Outlook Therapeutics Inc (OTLK) News

I knew you would agree thermo!!!!

yes, definitely enough said.

OTLK:
From $840 to $5....
Enough Said.....

Though the black redaction marker cut most of the juicy details (including all discounted prices), there are some clues to pricing.

In the OTLK evidence submission on page 105 they have some analysis based on their guesses on others. From that one can see Lytenava has been discounted down to (likely slightly) undercut their estimates on the others. The others have a estimated discounted price of 300-500 GBP. That would make Lytevana getting $250-300 net revenue a decent guess.

The treatment recommendations assert the doc should prescribe the cheapest when possible, though they are allowed a lot of flexibility. This will favor Lytevana as the list is lowest.

AS far as uptake, there is no significant use of use off off-label bavi in the UK as patients have to pay on their own for that choice. So should be fairly decent.

EDIT: I believe it takes 3 months for the draft guidance to become final and start the revenue flow.

Excellent News.

https://www.p3pharmacy.co.uk/clinical-news/1266161-nice-recommends-new-treatment-for-amd

Uk is the largest market after usa

No. This is wrong. The company has to communcate the results at 8 weeks as soon as practicable. Does not have wait 3 months.

Pumper and their EX wannna thing trying....OTLK..
OTLK from the high SP of $840 to $5....
Enough Said.....

3(!)-month non-inferiority study with 8-week efficacy endpoint. I expect results after 3 months at earliest. So end of November/beginning of December.

Yes. It could be possible. The question is when the last enrolled patient got its first injection

Do you know of there is any delay between enrollment and treatment? Also, could be a few days to a week to get most all of the patients in for their final exams.

Certainly people can wait a week or so if need be

So we could see top line pr as early as tomorrow?

Usually result are announced few days after the last patient measurement. If the last injected patient was sep 4, result are ready by today

Now I have no idea how this works, but someone told me that the data is collected by each doctor into a program, which automatically gathers all the data in real time, as it’s all automated

Beware of pumpers, even if its your EX-something.....

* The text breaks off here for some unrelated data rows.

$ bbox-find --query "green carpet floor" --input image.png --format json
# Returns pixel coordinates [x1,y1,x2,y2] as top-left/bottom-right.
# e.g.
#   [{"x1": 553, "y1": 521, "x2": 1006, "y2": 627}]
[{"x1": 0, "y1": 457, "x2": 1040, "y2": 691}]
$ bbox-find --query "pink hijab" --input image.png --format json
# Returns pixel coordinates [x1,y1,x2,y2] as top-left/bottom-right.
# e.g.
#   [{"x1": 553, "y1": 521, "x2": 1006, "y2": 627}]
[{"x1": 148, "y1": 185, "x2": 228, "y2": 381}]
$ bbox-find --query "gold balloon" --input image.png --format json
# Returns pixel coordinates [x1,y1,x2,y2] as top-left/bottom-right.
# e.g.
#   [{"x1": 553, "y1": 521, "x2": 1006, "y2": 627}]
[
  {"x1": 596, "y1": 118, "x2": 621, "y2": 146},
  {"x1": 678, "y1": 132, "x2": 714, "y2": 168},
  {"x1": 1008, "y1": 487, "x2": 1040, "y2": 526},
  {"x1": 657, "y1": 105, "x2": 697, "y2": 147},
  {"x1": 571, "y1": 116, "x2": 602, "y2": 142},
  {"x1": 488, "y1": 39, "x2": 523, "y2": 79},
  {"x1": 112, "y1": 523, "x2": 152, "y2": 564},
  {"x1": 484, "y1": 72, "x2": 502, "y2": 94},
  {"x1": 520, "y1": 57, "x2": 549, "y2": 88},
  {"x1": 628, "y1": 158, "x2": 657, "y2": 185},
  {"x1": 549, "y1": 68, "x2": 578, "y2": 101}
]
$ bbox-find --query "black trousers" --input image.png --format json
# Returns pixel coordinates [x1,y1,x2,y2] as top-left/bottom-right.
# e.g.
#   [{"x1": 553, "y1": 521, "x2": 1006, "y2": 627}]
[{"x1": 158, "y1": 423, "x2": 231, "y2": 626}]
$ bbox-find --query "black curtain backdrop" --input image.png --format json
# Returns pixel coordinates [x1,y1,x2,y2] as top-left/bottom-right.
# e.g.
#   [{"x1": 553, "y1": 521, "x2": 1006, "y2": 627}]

Norse 8: 8 weeks past Sept. 5th is Oct. 30th

The very last patient was enrolled on or before Sept 4th:
* https://ir.outlooktherapeutics.com/news-releases/news-release-details/outlook-therapeuticsr-announces-completion-enrollment-norse

The study compares results at 8 weeks:

Evaluate the effectiveness of intravitreal injections of ONS-5010 compared to ranibizumab in preventing vision loss, as measured by the mean change in baseline best correct visual acuity (BCVA) at Week 8 [Time Frame: Baseline, 8 weeks]
* https://clinicaltrials.gov/study/NCT06190093?tab=table#outcome-measures

From the corporate presentation:



So the company will shortly be / is starting to gather data on both arms of the trial.

This jives with the estimated primary completion date:
* 2024-10 (Final data collection date for primary outcome measure)
No changes there.

And hopefully, the estimated study completion date will hold:
* 2024-11


I do expect an end-of-year or earlier PR on Norse 8.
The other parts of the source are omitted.